Abstract
Objective
Delayed cerebral ischemia (DCI) is a potentially reversible adverse event after aneurysmal subarachnoid hemorrhage (aSAH), when early detected and treated. Computer tomography perfusion (CTP) is used to identify the tissue at risk for DCI. In this study, the predictive power of early CTP was compared with that of blood distribution on initial CT for localization of tissue at risk for DCI.
Methods
A consecutive patient cohort with aSAH treated between 2012 and 2020 was retrospectively analyzed. Blood distribution on CT was semi-quantitatively assessed with the Hijdra-score. The vessel territory with the most surrounding blood and the one with perfusion deficits on CTP performed on day 3 after ictus were considered to be at risk for DCI, respectively.
Results
A total of 324 patients were included. Delayed infarction occurred in 17% (56/324) of patients. Early perfusion deficits were detected in 82% (46/56) of patients, 85% (39/46) of them developed infarction within the predicted vessel territory at risk. In 46% (25/56) a vessel territory at risk was reliably determined by the blood distribution. For the prediction of DCI, blood amount/distribution was inferior to CTP. Concerning the identification of “tissue at risk” for DCI, a combination of both methods resulted in an increase of sensitivity to 64%, positive predictive value to 58%, and negative predictive value to 92%.
Conclusions
Regarding the DCI-prediction, early CTP was superior to blood amount/distribution, while a consideration of subarachnoid blood distribution may help identify the vessel territories at risk for DCI in patients without early perfusion deficits.
Keywords: Subarachnoid hemorrhage, Tissue at risk, CT perfusion
Introduction
Delayed cerebral ischemia (DCI) is a serious complication of aneurysmal subarachnoid hemorrhage (aSAH) with the risk of developing infarction and compromising the neurological outcome of the patients [20]. According to current evidence, DCI is regarded as a potentially reversible adverse event following aSAH, given that it has been early detected and treated. Several factors such as microthrombosis, neuroinflammation, and cerebral vasospasm have been found to be involved in the pathophysiology of DCI [4]. The early manifestation of DCI on imaging is characterized by brain areas with disturbed cerebral perfusion, referred to as “tissue at risk”, that can progress to infarction [2]. The “tissue at risk” concept has its origin in ischemic stroke, where “tissue at risk” refers to time-sensitive hypoperfused but potentially salvageable brain tissue also known as penumbra [18, 28]. An early anticipation of tissue at high risk for delayed infarction is needed for precise planning of probe positioning for invasive monitoring in aSAH patients [23]. Pursuing this concept, computed tomography perfusion (CTP) has been implemented in imaging protocols for the acute management of aSAH patients with the goal of “tissue at risk” detection [6, 7, 14, 16–18, 22]. Since CTP is associated with a relevant radiation exposure, well-established parameters with high pre-test probability for detecting DCI on CTP are necessary for a reliable patient selection for CTP [5]. A practical risk chart including World Federation of Neurosurgical Societies (WFNS) grade, modified Fisher grade on admission, and age has been published to estimate the risk for DCI [3]. However, the discriminating power with AUC of 66% was rather low.
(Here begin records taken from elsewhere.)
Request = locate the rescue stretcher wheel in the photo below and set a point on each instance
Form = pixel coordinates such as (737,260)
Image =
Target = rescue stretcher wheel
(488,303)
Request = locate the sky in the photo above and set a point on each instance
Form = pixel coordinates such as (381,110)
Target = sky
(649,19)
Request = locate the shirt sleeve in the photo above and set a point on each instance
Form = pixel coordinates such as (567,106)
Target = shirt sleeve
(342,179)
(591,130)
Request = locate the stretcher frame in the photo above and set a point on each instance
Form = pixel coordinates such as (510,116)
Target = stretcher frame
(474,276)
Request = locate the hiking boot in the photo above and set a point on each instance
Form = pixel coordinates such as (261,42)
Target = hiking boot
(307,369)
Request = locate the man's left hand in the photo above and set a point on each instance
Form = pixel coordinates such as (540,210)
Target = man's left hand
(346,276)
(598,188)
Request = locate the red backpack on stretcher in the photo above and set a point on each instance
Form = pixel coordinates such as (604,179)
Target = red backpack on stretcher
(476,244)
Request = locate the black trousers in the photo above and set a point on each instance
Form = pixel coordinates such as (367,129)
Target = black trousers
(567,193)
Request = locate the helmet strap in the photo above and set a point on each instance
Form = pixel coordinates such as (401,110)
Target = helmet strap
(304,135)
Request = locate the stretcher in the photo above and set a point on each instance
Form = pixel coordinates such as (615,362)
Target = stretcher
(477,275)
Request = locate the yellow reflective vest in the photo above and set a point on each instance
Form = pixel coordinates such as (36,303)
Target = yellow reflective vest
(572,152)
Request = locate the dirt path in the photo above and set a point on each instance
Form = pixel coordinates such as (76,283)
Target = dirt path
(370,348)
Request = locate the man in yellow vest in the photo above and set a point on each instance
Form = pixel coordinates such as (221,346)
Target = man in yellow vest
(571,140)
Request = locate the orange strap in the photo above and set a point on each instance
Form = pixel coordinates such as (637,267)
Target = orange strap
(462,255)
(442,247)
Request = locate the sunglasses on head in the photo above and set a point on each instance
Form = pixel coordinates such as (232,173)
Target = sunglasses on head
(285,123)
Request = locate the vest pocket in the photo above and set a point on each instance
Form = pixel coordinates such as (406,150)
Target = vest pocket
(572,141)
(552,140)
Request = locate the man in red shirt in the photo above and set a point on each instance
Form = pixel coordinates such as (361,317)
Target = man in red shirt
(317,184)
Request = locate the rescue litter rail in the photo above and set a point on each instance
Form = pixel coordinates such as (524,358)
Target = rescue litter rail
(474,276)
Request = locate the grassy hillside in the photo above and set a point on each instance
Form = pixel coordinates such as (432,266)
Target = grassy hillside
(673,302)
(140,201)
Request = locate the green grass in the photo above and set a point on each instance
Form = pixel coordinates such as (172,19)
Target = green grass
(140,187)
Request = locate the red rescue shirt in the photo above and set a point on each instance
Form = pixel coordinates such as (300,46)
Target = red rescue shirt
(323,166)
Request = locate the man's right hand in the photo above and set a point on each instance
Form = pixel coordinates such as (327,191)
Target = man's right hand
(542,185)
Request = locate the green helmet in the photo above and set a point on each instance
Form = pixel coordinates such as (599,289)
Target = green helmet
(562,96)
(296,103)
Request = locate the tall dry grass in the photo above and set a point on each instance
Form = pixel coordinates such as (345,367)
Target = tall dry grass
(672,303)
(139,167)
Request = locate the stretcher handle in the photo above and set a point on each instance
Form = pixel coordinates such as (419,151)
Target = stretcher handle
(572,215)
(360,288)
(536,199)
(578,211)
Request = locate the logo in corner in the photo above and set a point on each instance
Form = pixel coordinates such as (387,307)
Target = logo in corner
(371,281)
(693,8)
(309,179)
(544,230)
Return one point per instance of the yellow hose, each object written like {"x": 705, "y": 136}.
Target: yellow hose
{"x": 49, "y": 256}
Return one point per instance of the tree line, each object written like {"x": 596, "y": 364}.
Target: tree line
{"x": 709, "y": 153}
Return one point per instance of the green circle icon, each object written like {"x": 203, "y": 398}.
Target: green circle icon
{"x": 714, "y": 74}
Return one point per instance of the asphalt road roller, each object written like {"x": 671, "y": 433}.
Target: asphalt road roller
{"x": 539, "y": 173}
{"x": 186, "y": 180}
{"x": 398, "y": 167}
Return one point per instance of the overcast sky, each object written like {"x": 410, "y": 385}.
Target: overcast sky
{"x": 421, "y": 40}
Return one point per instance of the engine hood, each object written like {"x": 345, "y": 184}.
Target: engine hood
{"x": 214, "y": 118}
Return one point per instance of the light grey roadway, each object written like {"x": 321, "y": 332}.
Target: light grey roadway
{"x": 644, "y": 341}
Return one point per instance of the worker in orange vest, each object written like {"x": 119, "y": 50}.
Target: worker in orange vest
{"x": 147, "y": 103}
Since “tissue at risk” for DCI is often localized within the brain region with the most surrounding blood, blood amount and blood distribution may be relevant for a reliable localization of “tissue at risk” for DCI. The aim of the study was to evaluate whether a semi-quantitative assessment of subarachnoid blood amount and distribution can correctly identify hypoperfused brain areas as detected with CTP performed within the first days after aneurysm rupture.
Methods
Patient population
In this observational study, a consecutive patient cohort with aSAH treated at our center between January 2012 and December 2020 was retrospectively analyzed. Baseline characteristics of the study population like age, WFNS grade, Fisher grade, location of ruptured aneurysm, and aneurysm treatment modality were extracted from the patients’ records.
Semi-quantitative assessment of subarachnoid blood amount and distribution
The subarachnoid blood amount was evaluated using the Hijdra score with assigning points (0 = no blood, 1 = small amount of blood, 2 = moderately filled with blood, 3 = filled with blood) for each subarachnoid cistern (basal and lateral Sylvian fissure, frontal interhemispheric fissure, suprasellar fissure, ambient cistern, quadrigeminal cistern), separately [8]. The subarachnoid cisterns were assigned to the cerebral arteries within these cisterns, regarding the vessel territory with the most surrounding blood as “tissue at risk” for DCI (Fig. 1).
Fig. 1.
Examples of subarachnoid blood distribution compared to location of delayed infarction, and examples of perfusion deficits on CTP in patients with delayed infarctions
Assessment of perfusion deficits detected by CTP
Whole-brain CTP was performed on day 3 after the diagnosis of aSAH as part of an institutional protocol [14]. The CTP data were generated on a 128-slice multidetector CT scanner (Siemens Definition AS+, Siemens Healthcare Sector, Forchheim, Germany). The image acquisition was started 4 s after a bolus of contrast medium (Imeron 400, Bracco Imaging, Konstanz, Germany) was injected (36 ml saline solution with a flow rate of 6 ml/s). Fort the CTP, the parameters 80 kV, 200 mAs, rotation time 0.3 s, maximum pitch 0.5, and collimation 2 × 64 × 0.6 mm were used. Following CTP parameters were assessed using pre-defined cutoff values for each parameter (cerebral blood flow (CBF) < 53.93 ml/100 ml/min, time to drain (TTD) > 4.93 s, mean transit time (MTT) > 4.25 s, time to start (TTS) > 0.94 s, time to peak (TTP) > 9.28 s, and cerebral blood volume (CBV) < 3.14 ml/100 ml) [15]. Vessel territories with detected perfusion deficits on CTP were considered as “tissue at risk” for DCI.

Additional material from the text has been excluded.